L’origine della figura de sa femina accabadòra in Sardegna si perde nella notte dei tempi, mescolando elementi di mito e realtà. Il termine accabadòra, o agabbadòra significa letteralmente "colei che finisce", e deriva dal sardo s'acabbu (la fine) o dallo spagnolo acabar (terminare).

Il personaggio a cui fa riferimento, e la cui esistenza non è storicamente comprovata, è una donna che nelle comunità del centro Sardegna si sarebbe incaricata di favorire il trapasso di persone malate e già di per sé moribonde su richiesta dei familiari o della medesima vittima. Una pratica estrema che nelle intenzioni delle persone coinvolte doveva essere un atto di pietà, una sorta di eutanasia ante litteram della cui reale pratica non esistono prove sebbene in Gallura, nel Museo etnografico di Luras, è conservato un matzolu (martello di legno di olivo selvatico) che sarebbe appartenuto ad una donna che operava come levatrice e come accabadora fino agli anni ’40 del secolo scorso. Oltre a placare le sofferenze del malato, l’intervento della donna avrebbe eliminato anche quello che per le famiglie di una società rurale poteva diventare un problema economico: le cure costose e impegnative. L’accabadora avrebbe agito senza alcun compenso, poiché il pagamento della morte sarebbe andato contro la morale comune e i dettami religiosi.

GLI STRUMENTI. Secondo la leggenda, la donna si sarebbe presentata al capezzale della vittima designata vestita di nero, con il volto coperto, uccidendo il morente tramite soffocamento con un cuscino, oppure colpendolo sulla fronte tramite un bastone d'olivo (su matzolu) o dietro la nuca con un colpo secco, o, ancora, strangolandolo ponendo il collo tra le sue gambe. Lo strumento simbolo della pratica de s’acabbu sarebbe stato proprio il martello di legno. Secondo altre versioni, un piccolo giogo in miniatura veniva adagiato sotto il cuscino del moribondo, al fine di alleviare la sua agonia. Questo perché era credenza comune che l’uomo fosse costretto a subire una lenta e dolorosa pena in punto di morte. Se l’anima non voleva abbandonare il corpo malato, significava che la vittima si era macchiata in vita di un crimine vergognoso, e dunque il sopraggiungere della morte andava reso più immediato da s’accabadora. Dalla stanza del moribondo, inoltre, venivano rimosse tutte le immagini sacre e gli oggetti a lui cari nell’idea di rendere più semplice e meno traumatico il distacco dello spirito dal corpo.

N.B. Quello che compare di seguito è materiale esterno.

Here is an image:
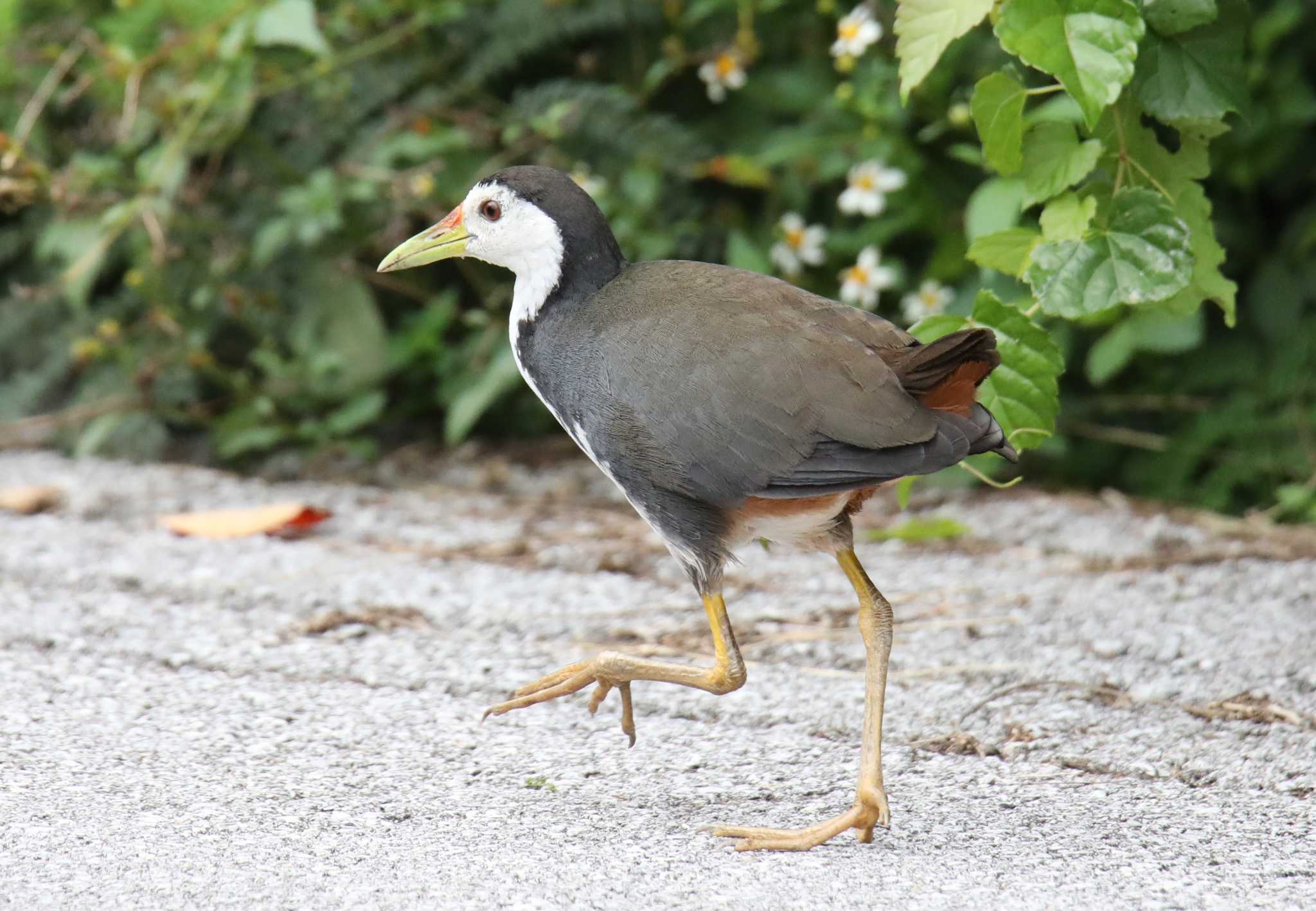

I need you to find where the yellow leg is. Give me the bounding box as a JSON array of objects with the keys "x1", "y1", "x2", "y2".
[
  {"x1": 485, "y1": 594, "x2": 745, "y2": 747},
  {"x1": 713, "y1": 547, "x2": 893, "y2": 851}
]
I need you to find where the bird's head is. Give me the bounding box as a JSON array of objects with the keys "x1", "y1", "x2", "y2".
[{"x1": 379, "y1": 166, "x2": 621, "y2": 287}]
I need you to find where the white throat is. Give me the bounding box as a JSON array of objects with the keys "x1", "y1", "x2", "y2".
[{"x1": 508, "y1": 239, "x2": 562, "y2": 325}]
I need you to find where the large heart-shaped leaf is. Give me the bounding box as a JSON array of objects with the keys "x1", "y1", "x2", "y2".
[
  {"x1": 968, "y1": 73, "x2": 1027, "y2": 173},
  {"x1": 1143, "y1": 0, "x2": 1218, "y2": 34},
  {"x1": 909, "y1": 291, "x2": 1065, "y2": 449},
  {"x1": 966, "y1": 228, "x2": 1042, "y2": 278},
  {"x1": 894, "y1": 0, "x2": 993, "y2": 102},
  {"x1": 1095, "y1": 98, "x2": 1238, "y2": 325},
  {"x1": 1133, "y1": 3, "x2": 1248, "y2": 121},
  {"x1": 1024, "y1": 123, "x2": 1101, "y2": 208},
  {"x1": 996, "y1": 0, "x2": 1146, "y2": 129},
  {"x1": 1025, "y1": 187, "x2": 1192, "y2": 319}
]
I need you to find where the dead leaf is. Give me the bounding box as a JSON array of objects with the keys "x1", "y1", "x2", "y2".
[
  {"x1": 0, "y1": 484, "x2": 64, "y2": 516},
  {"x1": 294, "y1": 605, "x2": 429, "y2": 636},
  {"x1": 159, "y1": 503, "x2": 333, "y2": 538},
  {"x1": 1184, "y1": 693, "x2": 1316, "y2": 727}
]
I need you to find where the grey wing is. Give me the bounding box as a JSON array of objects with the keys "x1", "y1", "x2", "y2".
[{"x1": 592, "y1": 262, "x2": 971, "y2": 503}]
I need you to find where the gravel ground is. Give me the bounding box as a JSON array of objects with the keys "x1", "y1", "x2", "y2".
[{"x1": 0, "y1": 453, "x2": 1316, "y2": 911}]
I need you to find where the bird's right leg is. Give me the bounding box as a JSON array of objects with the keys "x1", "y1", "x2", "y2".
[{"x1": 485, "y1": 592, "x2": 745, "y2": 747}]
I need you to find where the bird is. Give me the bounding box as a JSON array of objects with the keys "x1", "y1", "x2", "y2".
[{"x1": 379, "y1": 164, "x2": 1017, "y2": 851}]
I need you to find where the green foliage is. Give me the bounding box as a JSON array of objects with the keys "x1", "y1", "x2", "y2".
[
  {"x1": 996, "y1": 0, "x2": 1145, "y2": 127},
  {"x1": 895, "y1": 0, "x2": 995, "y2": 101},
  {"x1": 0, "y1": 0, "x2": 1316, "y2": 520},
  {"x1": 869, "y1": 516, "x2": 971, "y2": 544},
  {"x1": 911, "y1": 291, "x2": 1065, "y2": 450}
]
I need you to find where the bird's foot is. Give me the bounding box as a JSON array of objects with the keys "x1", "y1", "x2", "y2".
[
  {"x1": 709, "y1": 790, "x2": 891, "y2": 851},
  {"x1": 485, "y1": 653, "x2": 636, "y2": 747}
]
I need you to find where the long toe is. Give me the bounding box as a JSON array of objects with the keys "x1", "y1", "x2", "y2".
[{"x1": 712, "y1": 804, "x2": 874, "y2": 851}]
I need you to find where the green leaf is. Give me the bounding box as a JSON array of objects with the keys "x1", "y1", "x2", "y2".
[
  {"x1": 1133, "y1": 3, "x2": 1248, "y2": 121},
  {"x1": 1024, "y1": 123, "x2": 1101, "y2": 209},
  {"x1": 896, "y1": 474, "x2": 919, "y2": 509},
  {"x1": 996, "y1": 0, "x2": 1145, "y2": 128},
  {"x1": 1040, "y1": 192, "x2": 1096, "y2": 241},
  {"x1": 893, "y1": 0, "x2": 993, "y2": 102},
  {"x1": 726, "y1": 228, "x2": 772, "y2": 275},
  {"x1": 35, "y1": 218, "x2": 112, "y2": 308},
  {"x1": 966, "y1": 228, "x2": 1042, "y2": 278},
  {"x1": 1086, "y1": 311, "x2": 1205, "y2": 385},
  {"x1": 289, "y1": 272, "x2": 388, "y2": 399},
  {"x1": 869, "y1": 516, "x2": 971, "y2": 542},
  {"x1": 443, "y1": 348, "x2": 521, "y2": 447},
  {"x1": 253, "y1": 0, "x2": 329, "y2": 54},
  {"x1": 1143, "y1": 0, "x2": 1217, "y2": 34},
  {"x1": 965, "y1": 178, "x2": 1024, "y2": 241},
  {"x1": 909, "y1": 291, "x2": 1065, "y2": 450},
  {"x1": 215, "y1": 424, "x2": 292, "y2": 459},
  {"x1": 968, "y1": 73, "x2": 1027, "y2": 173},
  {"x1": 251, "y1": 218, "x2": 292, "y2": 266},
  {"x1": 1094, "y1": 99, "x2": 1238, "y2": 325},
  {"x1": 972, "y1": 291, "x2": 1065, "y2": 450},
  {"x1": 1025, "y1": 187, "x2": 1192, "y2": 319}
]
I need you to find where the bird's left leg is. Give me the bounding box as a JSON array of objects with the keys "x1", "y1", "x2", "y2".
[
  {"x1": 713, "y1": 546, "x2": 893, "y2": 851},
  {"x1": 485, "y1": 592, "x2": 745, "y2": 747}
]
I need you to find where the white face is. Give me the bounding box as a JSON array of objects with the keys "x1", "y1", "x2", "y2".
[
  {"x1": 462, "y1": 183, "x2": 562, "y2": 325},
  {"x1": 462, "y1": 183, "x2": 562, "y2": 275}
]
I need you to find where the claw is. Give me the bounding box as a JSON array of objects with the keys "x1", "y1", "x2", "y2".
[
  {"x1": 481, "y1": 661, "x2": 636, "y2": 747},
  {"x1": 700, "y1": 795, "x2": 891, "y2": 851}
]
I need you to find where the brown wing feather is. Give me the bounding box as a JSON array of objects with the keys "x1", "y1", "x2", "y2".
[{"x1": 583, "y1": 262, "x2": 995, "y2": 503}]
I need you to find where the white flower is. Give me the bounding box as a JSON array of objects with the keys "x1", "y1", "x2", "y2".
[
  {"x1": 900, "y1": 278, "x2": 956, "y2": 324},
  {"x1": 571, "y1": 162, "x2": 608, "y2": 197},
  {"x1": 835, "y1": 161, "x2": 907, "y2": 217},
  {"x1": 769, "y1": 212, "x2": 826, "y2": 275},
  {"x1": 831, "y1": 3, "x2": 882, "y2": 57},
  {"x1": 841, "y1": 246, "x2": 896, "y2": 310},
  {"x1": 698, "y1": 50, "x2": 745, "y2": 104}
]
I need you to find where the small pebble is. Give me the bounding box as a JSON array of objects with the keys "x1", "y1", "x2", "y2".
[{"x1": 1092, "y1": 639, "x2": 1129, "y2": 659}]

FRA MITO E REALTA’. Come detto, non esiste unanimità da parte di storici e studiosi sull’effettiva esistenza di una figura del genere e la mancanza di prove alimenta l’aura di mistero attorno a s’accabadora. Secondo alcuni antropologi, più che una donna incaricata di portare morte esistevano gruppi di donne che portavano conforto nelle famiglie dove c'era una persona agonizzante, accompagnando il malcapitato fino all'ultimo istante. Si occupavano dunque si sostenere la persona malata e i suoi familiari nelle ore più tristi e, per questo motivo, godevano della riconoscenza e del rispetto della comunità, ma non si occupavano di uccidere il malato.

Insomma, la credulità popolare avrebbe assorbito la storia di una figura inesistente attingendo da una realtà ben diversa elementi poi distorti ed esagerati nei classici contos de foghile (i racconti che si facevano attorno al focolare domestico tra aneddoti verosimili e miti trasmessi oralmente).

Secondo l’antropologo Francesco Alziator, il compito dell'acabbadora non era tanto quello di mettere fine alle sofferenze con l'utilizzo di uno strumento macabro e inquietante, quanto quello di cercare di accompagnare le persone alla fine della loro agonia tramite riti di cui si è persa la memoria. Lo stesso studioso cagliaritano era consapevole di maneggiare un argomento che si avvicinava alla leggenda e non forniva prove certe dell'esistenza della figura femminile. Alziator, nei suoi studi, raccontava poi del profondo riserbo della Chiesa rispetto all’eventuale esistenza de s’accabadora.